PolskaUrban: Miller manekinem Kulczyka

Urban: Miller manekinem Kulczyka

Redaktor naczelny tygodnika "Nie" Jerzy
Urban był przesłuchiwany w prokuraturze jako
świadek w sprawie zatrzymania ponad dwa lata temu przez UOP
ówczesnego szefa PKN Orlen. Ocenił, że premier Leszek Miller w
rozmowie z ministrem skarbu Wiesławem Kaczmarkiem naciskał na
zmiany w zarządzie Orlenu. Miller jest, wedle moich ocen,
wspólnikiem, a raczej manekinem Kulczyka, gdy idzie o politykę
gospodarczą - mówił Urban.

Urban: Miller manekinem Kulczyka
Źródło zdjęć: © PAP | Roman Koszowski

22.04.2004 | aktual.: 22.04.2004 16:06

Urban - świadek rozmowy

Urban był u ministra Kaczmarka w przeddzień zatrzymania Andrzeja Modrzejewskiego i słyszał jego rozmowę telefoniczną z premierem. "Nie słyszałem co mówił premier. Z rozmowy wynikało, że naciskał na zmiany w zarządzie Orlenu, i że Kaczmarek objaśnia, jakie muszą być dopełnione procedury, i że nie może wbrew tym procedurom postępować. Taki był sens rozmowy" - powiedział przed przesłuchaniem dziennikarzom Urban.
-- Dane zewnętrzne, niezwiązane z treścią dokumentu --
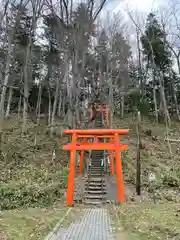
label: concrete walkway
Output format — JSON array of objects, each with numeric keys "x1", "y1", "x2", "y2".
[{"x1": 46, "y1": 208, "x2": 114, "y2": 240}]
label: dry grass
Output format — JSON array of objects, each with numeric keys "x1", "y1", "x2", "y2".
[
  {"x1": 110, "y1": 116, "x2": 180, "y2": 240},
  {"x1": 111, "y1": 203, "x2": 180, "y2": 240},
  {"x1": 0, "y1": 204, "x2": 83, "y2": 240}
]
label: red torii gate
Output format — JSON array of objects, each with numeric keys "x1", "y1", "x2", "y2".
[{"x1": 63, "y1": 129, "x2": 129, "y2": 206}]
Redaktor naczelny "Nie" nie jest jednak w stanie powiedzieć, czy premier naciskał na zatrzymanie Modrzejewskiego i użycie w tym celu służb specjalnych. "Tego nie wiem, ponieważ o żadnych zatrzymaniach nie było mowy. Wiem, że rozmówca, którego ja oglądałem przy stoliku, był naciskany przez premiera. Ja wtedy nie wiedziałem o co i potem mi powiedział Kaczmarek, że on tego nacisku nie może wytrzymać. Czyli to on, to scharakteryzował jako nacisk" - powiedział Urban.

Jego zdaniem, tzw. sprawa Orlenu ma trzy aspekty. Są to: nadmierny - według Urbana - wpływ biznesmena Jana Kulczyka na polską gospodarkę, kwestia dywersyfikacji dostaw ropy oraz rola premiera w całej sprawie. "Trzeci to rola Millera w przeprowadzeniu całej afery, który jest, wedle moich ocen, wspólnikiem, a raczej manekinem Kulczyka, gdy idzie o politykę gospodarczą. Kaczmarek się temu w pewnym momencie przeciwstawił i dalej biegną tego skutki" - skomentował Urban.

Nie mylić ról

Przesłuchanie Jerzego Urbana przez katowicką prokuraturę trwało półtorej godziny. Zastrzegł, żeby nie mylić jego roli świadka w tej sprawie, gdzie swoją wiedzę opiera jedynie na usłyszanym fragmencie rozmowy, z rolą dziennikarza i komentatora wydarzeń politycznych. Jak podkreślił, w rozmowie nie było mowy o użyciu służb; natomiast to, że mogło tak być, to jedynie jego przypuszczenie.

"Jeśli, a przypuszczam że tak, wydelegowano policję, żeby zamknęła Modrzejewskiego, żeby w ten sposób ułatwić i przyspieszyć osadzenie prezesa Wróbla w Orlenie, a więc przeprowadzenie operacji gospodarczych wedle planów premiera, to jest to nadużycie. Ale czy ono się dokonało, czy premier (brał w tym udział - PAP) - przypuszczam, że tak, ale ja tu niczego nie mogę stwierdzić" - mówił Urban.